Camada Responsabilidade
Tool registry Marca tool como deprecated, retorna substituta sugerida, registra owner e janela. Visualização.
Discovery / lazy loading Não expõe tool deprecated a novos agentes; existing agents recebem warning
Harness / executor Bloqueia chamadas a tools com status removed ou blocked. Permite com warning para deprecated.
Policy engine Recusa via Rego/Cedar quando policy explícita exige not deprecated
Credenciais / IAM Revoga acesso a backend da tool removida
Allowlist no executor Lista explícita de tools permitidas para aquele agente
Audit log Toda tentativa de uso de tool deprecated é registrada
Alerta operacional Monitor de uso de deprecated dispara revisão de migração

Fluxo recomendado de janela de migração:

  1. Anunciar depreciação com data alvo de remoção.
  2. Marcar deprecated: true no registry.
  3. Medir uso atual (tool, agente, tenant).
  4. Criar substituta com schema + testes de paridade.
  5. Comunicar consumidores e owners.
  6. Bloquear novos agentes/tenants via registry + policy.
  7. Mover consumidores existentes em ondas; cada onda exige eval comparativo.
  8. Após corte, mover status para removed; bloqueio fica no executor.
  9. Manter audit trail por período definido por compliance.

Resumo. Metadata ajuda descoberta. Bloqueio é responsabilidade do caminho de execução. Sem isso, "deprecated" vira sugestão e o modelo continua usando a tool antiga.

🧪 3.7.4 - O que ainda não é consenso em tool lifecycle para agentes

Este sub-capítulo é um convite a pensar criticamente: muitas práticas em torno de tool lifecycle estão se formando agora.

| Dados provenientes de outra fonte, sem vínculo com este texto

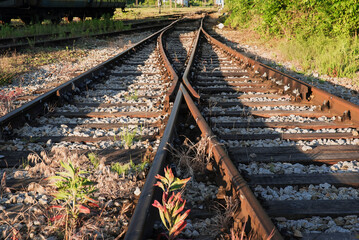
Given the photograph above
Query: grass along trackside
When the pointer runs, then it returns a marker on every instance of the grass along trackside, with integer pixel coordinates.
(319, 35)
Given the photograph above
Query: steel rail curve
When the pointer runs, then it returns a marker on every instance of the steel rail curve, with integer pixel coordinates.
(39, 105)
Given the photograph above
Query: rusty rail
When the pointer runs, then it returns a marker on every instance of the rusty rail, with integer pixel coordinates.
(38, 106)
(190, 63)
(334, 104)
(251, 209)
(170, 71)
(144, 214)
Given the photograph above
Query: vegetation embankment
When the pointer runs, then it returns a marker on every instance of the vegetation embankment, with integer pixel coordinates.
(319, 35)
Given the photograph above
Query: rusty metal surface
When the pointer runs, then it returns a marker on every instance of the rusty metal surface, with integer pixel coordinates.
(338, 106)
(144, 214)
(170, 95)
(38, 106)
(250, 207)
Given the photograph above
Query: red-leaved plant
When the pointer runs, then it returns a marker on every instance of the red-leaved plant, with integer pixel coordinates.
(171, 208)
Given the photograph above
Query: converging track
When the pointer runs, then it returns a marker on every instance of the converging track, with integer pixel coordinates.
(285, 149)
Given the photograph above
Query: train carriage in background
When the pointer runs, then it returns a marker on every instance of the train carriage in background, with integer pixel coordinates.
(55, 10)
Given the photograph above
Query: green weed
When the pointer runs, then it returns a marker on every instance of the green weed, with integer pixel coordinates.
(94, 159)
(6, 78)
(128, 137)
(74, 190)
(133, 96)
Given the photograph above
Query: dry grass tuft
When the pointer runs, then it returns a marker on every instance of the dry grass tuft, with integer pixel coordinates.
(192, 157)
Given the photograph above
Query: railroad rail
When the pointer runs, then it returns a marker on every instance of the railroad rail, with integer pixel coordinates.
(279, 131)
(92, 113)
(275, 129)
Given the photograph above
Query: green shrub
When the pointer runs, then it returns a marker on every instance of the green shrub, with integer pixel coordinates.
(321, 35)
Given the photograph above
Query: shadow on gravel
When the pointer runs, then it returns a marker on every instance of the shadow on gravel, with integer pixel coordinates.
(339, 90)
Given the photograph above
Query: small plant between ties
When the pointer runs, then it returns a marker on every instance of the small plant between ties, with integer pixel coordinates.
(74, 190)
(171, 208)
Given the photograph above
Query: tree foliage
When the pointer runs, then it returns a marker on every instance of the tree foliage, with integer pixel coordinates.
(290, 17)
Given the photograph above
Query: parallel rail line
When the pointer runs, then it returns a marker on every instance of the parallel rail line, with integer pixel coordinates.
(251, 113)
(223, 81)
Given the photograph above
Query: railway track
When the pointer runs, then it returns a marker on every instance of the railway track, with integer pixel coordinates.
(285, 150)
(294, 144)
(115, 112)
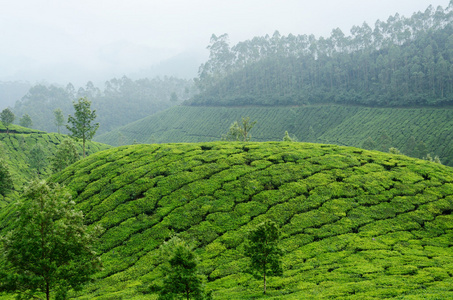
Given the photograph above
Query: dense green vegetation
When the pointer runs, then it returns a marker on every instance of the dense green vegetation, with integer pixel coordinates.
(355, 224)
(121, 101)
(336, 124)
(400, 62)
(17, 145)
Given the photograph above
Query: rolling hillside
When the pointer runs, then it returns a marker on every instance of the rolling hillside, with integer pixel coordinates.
(336, 124)
(16, 147)
(355, 224)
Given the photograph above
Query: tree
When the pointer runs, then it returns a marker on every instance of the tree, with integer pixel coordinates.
(262, 248)
(49, 250)
(174, 97)
(82, 123)
(239, 132)
(369, 144)
(287, 138)
(6, 182)
(59, 119)
(26, 121)
(65, 155)
(182, 279)
(37, 158)
(7, 117)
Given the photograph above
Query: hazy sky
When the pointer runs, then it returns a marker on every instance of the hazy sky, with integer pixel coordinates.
(76, 41)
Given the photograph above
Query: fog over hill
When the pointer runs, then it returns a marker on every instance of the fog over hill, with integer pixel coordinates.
(76, 42)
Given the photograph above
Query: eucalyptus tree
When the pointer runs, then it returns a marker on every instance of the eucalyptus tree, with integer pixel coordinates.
(262, 247)
(7, 118)
(48, 250)
(82, 126)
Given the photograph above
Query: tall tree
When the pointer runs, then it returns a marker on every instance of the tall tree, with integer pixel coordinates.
(6, 182)
(181, 276)
(49, 250)
(82, 124)
(7, 117)
(59, 118)
(264, 252)
(65, 155)
(26, 121)
(37, 158)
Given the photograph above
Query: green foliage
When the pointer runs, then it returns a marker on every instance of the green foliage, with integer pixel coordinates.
(59, 118)
(37, 158)
(181, 277)
(353, 223)
(7, 118)
(16, 152)
(117, 103)
(65, 155)
(6, 182)
(239, 132)
(26, 121)
(400, 62)
(49, 248)
(343, 125)
(287, 138)
(81, 126)
(264, 252)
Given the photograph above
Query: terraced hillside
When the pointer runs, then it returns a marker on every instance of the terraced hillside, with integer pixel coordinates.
(16, 147)
(355, 224)
(342, 125)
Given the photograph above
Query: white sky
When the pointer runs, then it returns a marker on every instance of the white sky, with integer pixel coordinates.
(69, 40)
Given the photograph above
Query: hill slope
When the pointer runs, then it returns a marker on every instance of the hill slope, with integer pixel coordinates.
(343, 125)
(355, 224)
(16, 147)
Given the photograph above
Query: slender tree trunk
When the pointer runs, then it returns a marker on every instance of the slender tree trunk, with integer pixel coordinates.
(47, 291)
(83, 148)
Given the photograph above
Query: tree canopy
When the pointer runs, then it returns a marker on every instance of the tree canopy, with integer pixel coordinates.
(7, 118)
(82, 125)
(264, 252)
(400, 62)
(49, 250)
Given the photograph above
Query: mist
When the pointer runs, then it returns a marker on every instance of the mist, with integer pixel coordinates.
(61, 42)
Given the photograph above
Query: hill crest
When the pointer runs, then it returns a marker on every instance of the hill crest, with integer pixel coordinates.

Há padrões emergentes, não consenso fechado.

Pontos em aberto:

  • Granularidade do versionamento. Semver para tool API funciona, mas efeitos colaterais (ex.: nova validação) podem quebrar agentes sem mudar o schema. Não há padrão dominante para versionar "comportamento" separado de "interface".
  • Compatibilidade de schemas com prompt caching. Ao mudar uma tool, prompts cacheados podem virar stale e produzir tool calls inválidos. Como invalidar cache de forma fina é problema aberto.
  • Shadow mode para tools. Conceitualmente útil (executa tool nova em paralelo sem efeito), mas tools com efeitos colaterais reais não têm "shadow" verdadeiro sem sandbox completa, que é cara.
  • A2A e versionamento entre agentes. Quando um agente B é consumido por agente A via A2A, breaking changes em B se propagam. Mecanismos de contrato e janela ainda estão sendo padronizados pela própria spec do A2A.
  • MCP servers comunitários e supply chain. Como tratar tool exposta por MCP server de terceiro que muda sem aviso? Padrão emergente: pinning de versão + assinatura + revisão de capabilities.
  • Migração assistida por LLM. Há experimentos com LLMs reescrevendo agent code para nova versão de tool. Útil em prototipagem, perigoso em produção sem eval.
  • Sunset vs hard removal. Quando uma tool é arriscada (ex.: deletion com side effect), basta marcar deprecated ou exige remoção imediata? Política depende do risco, não do calendário.

Posição editorial deste livro:

  • Versione interface E comportamento.
  • Trate cache como artefato com versão; invalide ao mudar tool.
  • Trate MCP servers/A2A peers como dependências de supply chain.
  • Considere shadow mode útil apenas quando há sandbox; caso contrário, é ilusão.
  • Não delegue migração crítica de tool a LLM sem eval e human review.
  • Documente cada janela como ADR.

📌 Checklist

  • [ ] Há separação clara entre instrução probabilística (prompt) e controle determinístico (código)?
  • [ ] Toda tool sensível tem allowlist, policy e autorização?
  • [ ] Depreciação tem etapas determinísticas, não só metadata?
  • [ ] Há janela documentada, métricas de uso e bloqueio progressivo?
  • [ ] Existe rollback definido?
  • [ ] MCP servers e A2A peers usados têm pinning de versão e revisão de capabilities?